Vincenzo Lo Verso, born one of 14 children, started his culinary life in Bagheria, Sicily, where he learned his first skills and where his love for food preparation had its beginnings. Throughout the years, this love of food and a knack for business have made him one of the most successful restaurant owners in San Diego.
Seniore Lo Verso has made it a point to manage his businesses family-style; and that is how he treats his staff, according to 8-year Banquet Facility Manager Veronica Goodwin. The chef’s eyes light up when he talks about food: “All my life I’ve loved to cook, I started very young;” He’s always experimenting with new ingredients from around the world and often includes them in his menus where you can find Asian dressings made with soy sauce or wasave, and tropical fruits like mango.

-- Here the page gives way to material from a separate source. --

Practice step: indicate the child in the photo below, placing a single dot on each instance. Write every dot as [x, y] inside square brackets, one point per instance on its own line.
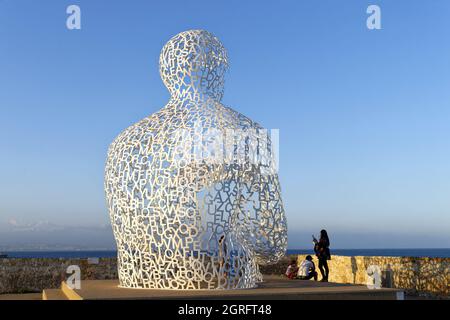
[292, 270]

Chef Lo Verso sets himself apart from the crowd by offering fine cuts of elk, buffalo, and Kobe beef. He draws inspiration for the preparation of these fine tender loins and chops from such gastronomic luminaries as Charlie Trotters, the chef of the famed Chicago restaurant that bears his name. He also insists on purchasing his own fish and seafood from a local fish market that has earned his trust over the years for the quality of their products. He’s a well rounded chef who draws from his international cuisine skills to prepare sauces such as French reductions. Made out of a variety of wines from around the world, he further flavors these sauces with aromatic fruits or vegetables that have been personally selected by him from one of his favorite local organic farms in Escondido. He also buys organic arugula, peppers, tomatoes, and spring mix from a farm in Bonzai valley.
Chef Lo Verso’s favorite dish, not surprisingly, is pasta in any shape or form. “I’m very creative with pasta,” he told me. I’m also not surprised when he tells me that his favorite ingredient is oregano. He loves it so much that he has christened his latest venture, a Pizza place in Hillcrest, Pizzeria Oregano.
Having the talent to please people’s palates makes chef Lo Verso feel blessed. “I love the restaurant environment, I love to make people happy,” he says with conviction. He knows he succeeds at this because of satisfied customer’s feedback. These are immediate and abundant, and the compliments come in the form of repeat customers from as far as Boston and New York, from letters of appreciation, and of course, client referrals. And this, I’m sure, makes him even happier.